I felt a tinge of sadness in yesterday’s announcement by Twitter that it would roll out a new search-based advertising product. It is as if an era has ended, the era which was defined by not knowing Twitter’s revenue model, while venture investors continued to support a $1 billion valuation. So many of us have been raised in that era, so many entrepreneurs have been inspired by that financial success story, and others. And now, this is it? The social media, the real-time web, was revolutionized, disrupted, redefined, in order to arrive at… search ads? A chapter seems to have been closed, as the rebellious adolescent has reached the age of majority and is settling down in the suburbs to raise a family. @biz is out there planting fertilizer, chatting with the neighbor about schools. Who shall inspire the upstarts now? (Groupon, of course, which is my point. Today’s innovators sell soap bargains.)
One has to wonder, all kidding aside, what would have prompted Twitter to roll out a long-term revenue model at this time, when for so long it had done without. An advertising strategy would only be introduced, one assumes, if shareholders had determined this to enhance the company’s value. But for whom would Twitter’s value increase as a result of advertising revenue? Google, Facebook? Would any strategic buyer, for that matter, look to Twitter for revenue enhancement as much as pure traffic? I tend to doubt it. Then, does Twitter’s new advertising play presage an eventual IPO? This could be the more likely case, and begs the further questions: Did strategic M&A not prove fruitful? Or not fruitful according to the standard that a $1 billion post-money round has set? And is that a statement on the value of pure traffic? In short, was Twitter’s maturation forced upon it by worldly circumstance?
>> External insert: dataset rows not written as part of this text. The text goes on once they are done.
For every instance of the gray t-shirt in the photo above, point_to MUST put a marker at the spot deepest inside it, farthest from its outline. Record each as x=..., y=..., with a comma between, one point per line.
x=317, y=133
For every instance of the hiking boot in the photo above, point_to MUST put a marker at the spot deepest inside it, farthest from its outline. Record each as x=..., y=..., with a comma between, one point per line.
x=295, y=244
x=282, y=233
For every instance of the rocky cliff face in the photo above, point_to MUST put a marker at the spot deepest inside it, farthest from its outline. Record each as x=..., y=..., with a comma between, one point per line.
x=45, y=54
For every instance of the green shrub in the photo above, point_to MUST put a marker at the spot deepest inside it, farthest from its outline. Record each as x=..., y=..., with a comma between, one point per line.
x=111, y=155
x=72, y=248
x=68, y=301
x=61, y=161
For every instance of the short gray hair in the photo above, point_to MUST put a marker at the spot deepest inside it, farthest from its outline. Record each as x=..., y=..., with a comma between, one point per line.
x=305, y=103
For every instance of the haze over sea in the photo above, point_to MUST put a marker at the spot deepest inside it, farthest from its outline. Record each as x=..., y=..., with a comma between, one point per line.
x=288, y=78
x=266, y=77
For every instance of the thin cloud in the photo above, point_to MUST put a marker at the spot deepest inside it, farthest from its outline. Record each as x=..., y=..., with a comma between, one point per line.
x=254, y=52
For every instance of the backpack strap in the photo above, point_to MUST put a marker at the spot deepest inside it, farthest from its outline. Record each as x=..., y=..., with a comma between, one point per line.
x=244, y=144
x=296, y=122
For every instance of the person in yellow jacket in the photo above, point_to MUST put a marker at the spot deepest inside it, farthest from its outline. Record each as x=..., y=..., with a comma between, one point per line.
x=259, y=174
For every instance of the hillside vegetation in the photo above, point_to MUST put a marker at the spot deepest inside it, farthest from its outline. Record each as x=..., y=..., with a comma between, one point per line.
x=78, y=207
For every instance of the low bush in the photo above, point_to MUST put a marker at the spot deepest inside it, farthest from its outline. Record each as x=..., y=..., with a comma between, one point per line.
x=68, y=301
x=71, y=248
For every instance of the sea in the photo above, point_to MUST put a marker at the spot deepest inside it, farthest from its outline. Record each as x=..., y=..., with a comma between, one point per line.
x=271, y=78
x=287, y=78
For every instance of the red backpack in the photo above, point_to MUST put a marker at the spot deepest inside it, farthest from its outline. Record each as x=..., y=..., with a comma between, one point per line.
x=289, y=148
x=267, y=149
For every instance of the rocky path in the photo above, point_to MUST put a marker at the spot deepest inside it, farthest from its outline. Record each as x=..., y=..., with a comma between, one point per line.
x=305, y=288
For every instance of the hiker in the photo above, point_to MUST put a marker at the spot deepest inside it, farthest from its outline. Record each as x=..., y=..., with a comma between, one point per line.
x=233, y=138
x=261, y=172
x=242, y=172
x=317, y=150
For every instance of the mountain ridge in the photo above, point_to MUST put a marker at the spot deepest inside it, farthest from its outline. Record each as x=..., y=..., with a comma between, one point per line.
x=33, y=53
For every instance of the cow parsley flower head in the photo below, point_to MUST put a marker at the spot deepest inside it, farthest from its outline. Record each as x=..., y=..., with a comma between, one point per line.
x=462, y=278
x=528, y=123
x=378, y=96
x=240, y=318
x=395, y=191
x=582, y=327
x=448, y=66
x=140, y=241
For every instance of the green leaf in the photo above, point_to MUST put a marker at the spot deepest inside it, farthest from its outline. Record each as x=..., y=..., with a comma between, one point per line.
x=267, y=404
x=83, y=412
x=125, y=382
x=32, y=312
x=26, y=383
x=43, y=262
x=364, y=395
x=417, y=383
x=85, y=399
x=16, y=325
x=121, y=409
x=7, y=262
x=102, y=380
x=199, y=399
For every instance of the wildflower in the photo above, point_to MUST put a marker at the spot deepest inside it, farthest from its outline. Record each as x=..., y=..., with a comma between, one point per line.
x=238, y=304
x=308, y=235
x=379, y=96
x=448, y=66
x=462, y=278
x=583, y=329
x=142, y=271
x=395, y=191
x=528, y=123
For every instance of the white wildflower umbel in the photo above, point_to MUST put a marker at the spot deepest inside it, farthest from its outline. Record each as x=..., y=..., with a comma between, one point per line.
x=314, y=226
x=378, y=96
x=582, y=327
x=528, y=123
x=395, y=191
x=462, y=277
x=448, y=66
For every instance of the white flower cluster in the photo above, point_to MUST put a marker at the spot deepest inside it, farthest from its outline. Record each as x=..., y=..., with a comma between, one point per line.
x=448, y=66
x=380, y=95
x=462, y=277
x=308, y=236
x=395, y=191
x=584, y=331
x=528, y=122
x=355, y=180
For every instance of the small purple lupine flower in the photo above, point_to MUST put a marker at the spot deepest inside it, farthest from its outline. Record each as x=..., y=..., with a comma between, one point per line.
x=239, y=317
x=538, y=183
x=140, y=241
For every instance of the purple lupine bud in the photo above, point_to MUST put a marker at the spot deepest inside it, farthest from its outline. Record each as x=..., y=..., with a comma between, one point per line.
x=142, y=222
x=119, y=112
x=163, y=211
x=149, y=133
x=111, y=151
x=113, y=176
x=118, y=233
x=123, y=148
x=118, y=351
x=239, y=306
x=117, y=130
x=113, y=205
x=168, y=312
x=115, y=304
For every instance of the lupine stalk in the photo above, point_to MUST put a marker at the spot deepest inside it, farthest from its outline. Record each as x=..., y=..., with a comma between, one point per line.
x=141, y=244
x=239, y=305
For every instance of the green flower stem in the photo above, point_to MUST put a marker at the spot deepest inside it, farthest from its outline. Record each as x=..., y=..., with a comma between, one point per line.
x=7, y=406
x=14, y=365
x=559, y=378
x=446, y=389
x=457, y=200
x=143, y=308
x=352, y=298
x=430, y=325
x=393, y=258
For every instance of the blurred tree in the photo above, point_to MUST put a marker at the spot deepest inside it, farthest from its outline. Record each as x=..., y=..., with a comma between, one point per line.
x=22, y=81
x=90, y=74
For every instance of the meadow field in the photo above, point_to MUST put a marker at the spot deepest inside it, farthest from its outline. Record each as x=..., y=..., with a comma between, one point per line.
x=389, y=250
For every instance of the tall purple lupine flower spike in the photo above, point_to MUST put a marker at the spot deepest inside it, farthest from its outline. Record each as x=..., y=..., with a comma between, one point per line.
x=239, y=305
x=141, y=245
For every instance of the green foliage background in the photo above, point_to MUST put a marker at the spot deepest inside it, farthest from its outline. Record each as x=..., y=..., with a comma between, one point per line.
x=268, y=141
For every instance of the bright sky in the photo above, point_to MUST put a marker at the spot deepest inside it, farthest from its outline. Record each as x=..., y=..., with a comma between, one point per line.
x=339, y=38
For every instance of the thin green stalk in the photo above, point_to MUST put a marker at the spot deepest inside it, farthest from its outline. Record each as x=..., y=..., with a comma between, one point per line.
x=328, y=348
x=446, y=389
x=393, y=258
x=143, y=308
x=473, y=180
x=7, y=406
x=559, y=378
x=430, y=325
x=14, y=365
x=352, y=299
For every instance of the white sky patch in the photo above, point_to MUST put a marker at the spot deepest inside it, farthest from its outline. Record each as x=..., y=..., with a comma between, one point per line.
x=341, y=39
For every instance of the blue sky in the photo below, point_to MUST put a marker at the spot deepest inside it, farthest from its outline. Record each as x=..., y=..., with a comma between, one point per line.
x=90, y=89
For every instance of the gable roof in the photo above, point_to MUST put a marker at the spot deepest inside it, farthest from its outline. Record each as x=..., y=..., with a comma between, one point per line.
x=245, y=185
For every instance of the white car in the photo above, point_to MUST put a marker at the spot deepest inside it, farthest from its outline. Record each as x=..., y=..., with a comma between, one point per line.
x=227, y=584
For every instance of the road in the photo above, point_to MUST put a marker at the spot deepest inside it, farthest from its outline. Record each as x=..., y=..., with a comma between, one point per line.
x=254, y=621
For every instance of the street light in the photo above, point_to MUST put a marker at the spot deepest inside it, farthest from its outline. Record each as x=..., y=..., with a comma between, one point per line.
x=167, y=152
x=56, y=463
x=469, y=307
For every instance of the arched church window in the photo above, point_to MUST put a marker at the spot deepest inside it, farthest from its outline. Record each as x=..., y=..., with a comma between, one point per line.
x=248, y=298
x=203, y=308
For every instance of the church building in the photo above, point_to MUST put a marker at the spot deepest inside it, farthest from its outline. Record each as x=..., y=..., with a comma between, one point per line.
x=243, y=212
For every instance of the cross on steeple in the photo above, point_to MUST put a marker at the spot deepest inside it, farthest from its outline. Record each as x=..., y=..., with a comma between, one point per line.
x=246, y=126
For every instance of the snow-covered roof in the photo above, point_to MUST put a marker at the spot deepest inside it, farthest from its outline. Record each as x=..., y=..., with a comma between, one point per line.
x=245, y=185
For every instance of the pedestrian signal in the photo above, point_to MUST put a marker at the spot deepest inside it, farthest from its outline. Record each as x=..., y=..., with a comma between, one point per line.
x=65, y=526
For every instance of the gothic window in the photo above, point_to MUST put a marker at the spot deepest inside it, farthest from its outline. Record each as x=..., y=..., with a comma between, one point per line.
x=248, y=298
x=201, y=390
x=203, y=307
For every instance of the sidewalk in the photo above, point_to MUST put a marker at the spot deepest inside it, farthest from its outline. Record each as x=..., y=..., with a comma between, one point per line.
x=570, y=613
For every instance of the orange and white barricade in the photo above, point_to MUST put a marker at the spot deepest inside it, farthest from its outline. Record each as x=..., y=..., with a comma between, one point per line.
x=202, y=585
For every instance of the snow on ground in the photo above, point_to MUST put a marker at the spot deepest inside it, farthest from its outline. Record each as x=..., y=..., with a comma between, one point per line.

Regardless of such speculations, one cannot turn a blind eye to what is happening in “new media” these days. There is a pattern: As the iPad now prompts discussion of premium apps more so than free sites, as group couponing (see Groupon reference above) and mobile commerce draw upon investors’ new passions, and as even Twitter now has thrown in the towel to join the ranks of the working-stiffs, one senses with more finality than even in 2000 that the web business is entering a new phase. This is the point we have reached, when new media is no longer new, and perhaps the web is no longer free. The issues with which youthful web entrepreneurs are now faced are no longer so different from the issues with which any newspaper publisher or station manager spends days and nights toiling: sales, marketing, and always be closing.